Plastic deformations in tubular crystals
When a 2D crystal is rolled up into the topology of a cylinder, the resulting tubular crystal is characterized by a pair of integers called parastichy numbers. Dislocation defects moving through the crystal cause plastic deformations by changing the parastichy numbers. Using continuum analytic calculations and numerical modeling of discretized surfaces, my work with David Nelson maps out pathways of deformation under external stresses in the space of tubular configurations. The crystal's bending rigidity plays an important role in resisting extensile stresses, and it can even cause narrow tubes to spontaneously widen themselves plastically.

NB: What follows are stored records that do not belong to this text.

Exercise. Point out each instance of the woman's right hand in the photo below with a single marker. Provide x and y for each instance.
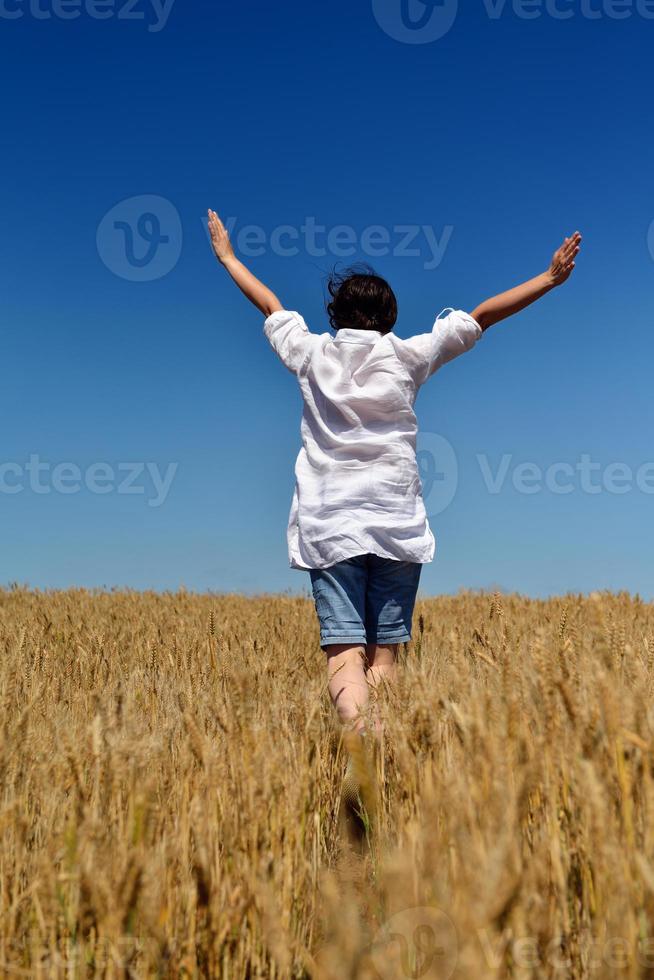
(220, 238)
(563, 261)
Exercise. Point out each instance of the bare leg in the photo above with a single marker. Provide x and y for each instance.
(348, 686)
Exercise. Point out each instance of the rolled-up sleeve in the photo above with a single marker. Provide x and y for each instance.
(289, 337)
(451, 335)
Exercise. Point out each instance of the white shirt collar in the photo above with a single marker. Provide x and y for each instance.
(348, 335)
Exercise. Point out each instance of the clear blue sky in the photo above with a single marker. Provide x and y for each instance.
(500, 136)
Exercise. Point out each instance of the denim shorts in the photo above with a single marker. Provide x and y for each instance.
(366, 599)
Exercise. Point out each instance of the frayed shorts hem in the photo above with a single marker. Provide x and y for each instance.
(326, 641)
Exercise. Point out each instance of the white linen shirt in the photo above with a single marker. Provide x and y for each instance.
(357, 484)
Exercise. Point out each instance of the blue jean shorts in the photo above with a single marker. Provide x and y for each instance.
(366, 599)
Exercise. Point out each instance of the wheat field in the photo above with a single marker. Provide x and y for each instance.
(171, 774)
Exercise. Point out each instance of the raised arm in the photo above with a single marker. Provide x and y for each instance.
(250, 286)
(506, 304)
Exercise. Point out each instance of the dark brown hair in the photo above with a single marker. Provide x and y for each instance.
(361, 300)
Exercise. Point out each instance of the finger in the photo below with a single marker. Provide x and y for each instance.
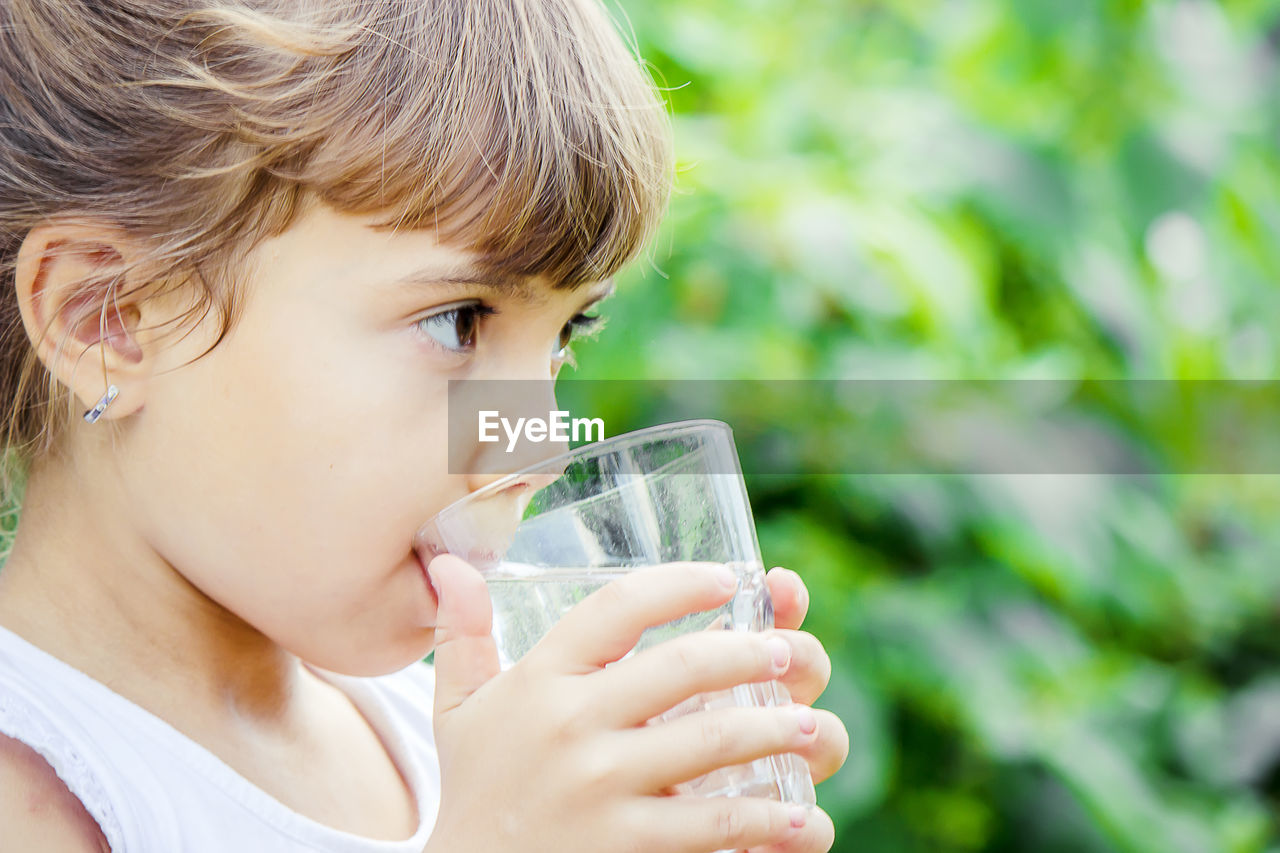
(608, 623)
(817, 836)
(695, 744)
(658, 679)
(810, 666)
(702, 824)
(790, 597)
(465, 652)
(826, 752)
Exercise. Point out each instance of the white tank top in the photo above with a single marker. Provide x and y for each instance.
(155, 790)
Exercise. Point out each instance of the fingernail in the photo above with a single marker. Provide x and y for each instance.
(805, 719)
(781, 652)
(726, 576)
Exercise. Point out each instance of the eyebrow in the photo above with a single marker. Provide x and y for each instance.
(504, 283)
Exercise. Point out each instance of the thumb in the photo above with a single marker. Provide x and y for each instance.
(465, 652)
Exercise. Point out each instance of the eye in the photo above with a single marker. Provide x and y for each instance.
(456, 328)
(577, 324)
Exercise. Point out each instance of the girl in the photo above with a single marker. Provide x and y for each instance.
(251, 242)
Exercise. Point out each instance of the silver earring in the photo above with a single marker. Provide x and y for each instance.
(96, 411)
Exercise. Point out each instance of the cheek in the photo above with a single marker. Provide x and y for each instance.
(300, 488)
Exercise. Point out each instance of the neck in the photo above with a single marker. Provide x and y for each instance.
(87, 588)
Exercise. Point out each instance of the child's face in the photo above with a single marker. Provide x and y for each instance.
(286, 471)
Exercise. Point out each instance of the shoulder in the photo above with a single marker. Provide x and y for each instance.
(37, 811)
(411, 689)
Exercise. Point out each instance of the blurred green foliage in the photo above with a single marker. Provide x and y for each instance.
(995, 188)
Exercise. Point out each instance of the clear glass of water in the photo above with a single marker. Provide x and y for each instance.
(549, 536)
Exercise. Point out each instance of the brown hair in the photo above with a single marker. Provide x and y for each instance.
(522, 129)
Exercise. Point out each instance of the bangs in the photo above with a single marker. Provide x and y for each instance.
(524, 132)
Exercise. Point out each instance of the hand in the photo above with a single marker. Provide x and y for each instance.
(554, 755)
(809, 673)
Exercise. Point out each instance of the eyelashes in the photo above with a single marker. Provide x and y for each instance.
(577, 325)
(457, 328)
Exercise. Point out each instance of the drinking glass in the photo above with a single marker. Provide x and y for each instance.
(551, 534)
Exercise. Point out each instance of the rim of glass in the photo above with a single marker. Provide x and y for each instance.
(586, 451)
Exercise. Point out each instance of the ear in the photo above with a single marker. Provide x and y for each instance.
(81, 301)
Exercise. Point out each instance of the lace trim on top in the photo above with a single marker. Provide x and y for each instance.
(23, 721)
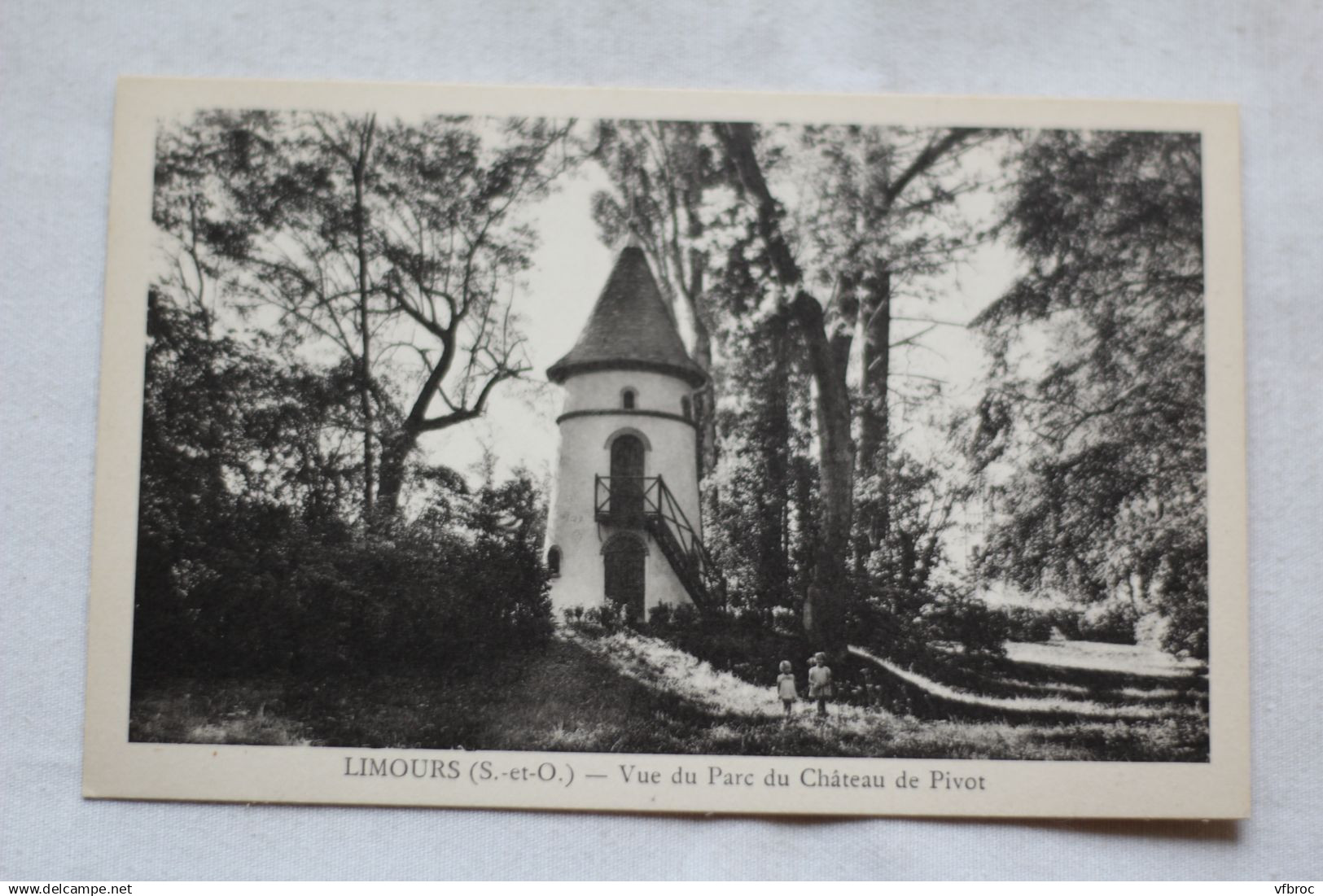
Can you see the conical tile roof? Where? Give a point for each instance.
(629, 330)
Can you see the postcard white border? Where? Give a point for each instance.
(116, 768)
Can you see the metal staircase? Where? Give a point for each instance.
(646, 502)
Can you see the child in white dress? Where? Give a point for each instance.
(786, 686)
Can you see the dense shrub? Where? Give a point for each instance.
(249, 559)
(1027, 624)
(1111, 623)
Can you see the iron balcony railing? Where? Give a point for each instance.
(645, 501)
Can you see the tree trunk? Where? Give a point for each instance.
(364, 375)
(395, 457)
(705, 402)
(874, 328)
(829, 358)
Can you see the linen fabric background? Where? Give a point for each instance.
(59, 63)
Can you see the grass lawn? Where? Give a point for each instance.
(626, 693)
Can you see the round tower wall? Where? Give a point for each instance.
(593, 415)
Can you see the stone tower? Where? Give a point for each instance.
(624, 527)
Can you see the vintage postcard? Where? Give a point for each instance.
(658, 451)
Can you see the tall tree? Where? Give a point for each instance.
(861, 271)
(393, 249)
(885, 222)
(1094, 453)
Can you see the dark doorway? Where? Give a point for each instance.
(628, 481)
(624, 558)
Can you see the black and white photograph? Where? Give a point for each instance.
(672, 436)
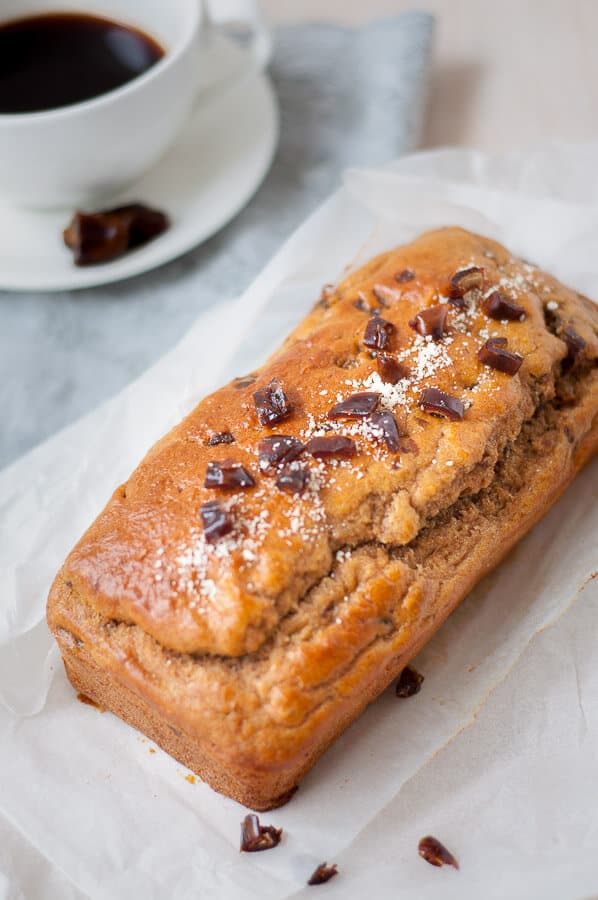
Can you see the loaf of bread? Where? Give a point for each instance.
(280, 556)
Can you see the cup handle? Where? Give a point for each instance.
(224, 64)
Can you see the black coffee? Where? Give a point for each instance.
(58, 59)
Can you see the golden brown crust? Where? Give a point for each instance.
(262, 648)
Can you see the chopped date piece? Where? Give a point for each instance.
(499, 307)
(440, 404)
(221, 437)
(323, 873)
(431, 321)
(271, 403)
(293, 480)
(384, 422)
(102, 236)
(96, 237)
(355, 407)
(390, 370)
(278, 448)
(256, 837)
(228, 474)
(405, 275)
(215, 520)
(430, 849)
(575, 346)
(335, 445)
(409, 682)
(494, 353)
(378, 333)
(465, 280)
(385, 295)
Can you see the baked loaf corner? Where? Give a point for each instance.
(278, 558)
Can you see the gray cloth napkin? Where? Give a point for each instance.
(347, 97)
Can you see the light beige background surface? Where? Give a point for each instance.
(507, 73)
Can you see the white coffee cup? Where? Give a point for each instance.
(84, 154)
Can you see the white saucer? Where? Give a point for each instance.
(219, 160)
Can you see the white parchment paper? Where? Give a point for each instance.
(86, 804)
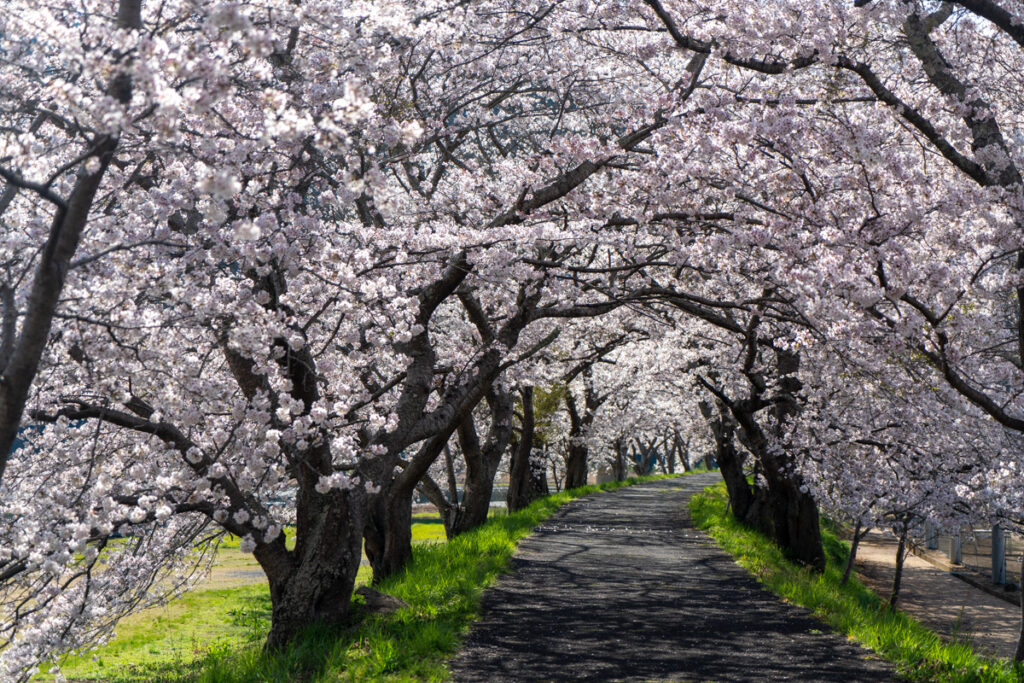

Dislocation glide in a tubular crystal
Defects in liquid crystals
As singularities where liquid crystalline order breaks down, defects are the keys to an immense variety of complex material behaviors beyond those in the ubiquitous liquid crystal display technologies. Despite their local energetic cost, defects can be robust features when boundary conditions frustrate the material order. My work on this subject involves diverse approaches to studying defects in three liquid crystal phases: nematic, cholesteric, and smectic-A.
Smectic focal conic domains
Biological range expansions
When a species expands into new territory, population genetics at the front differs markedly from the situation in well-mixed populations, including diminished genetic diversity. The backwards-time view of coalescing genetic lineages (signifying common ancestry) provides a useful way to connect genetic measurements at the front with evolutionary events in the past. I am studying the effects of front roughness, superdiffusive genetic lineages, curved topographies, and other environmental heterogeneities on the statistics of these coalescences, and the resulting effects on the genetics of the expanding population.
Stepping-stone simulation of range expansion with rough front, with many neutral alleles (rainbow colors) and ancestral lineages of survivors shown in black.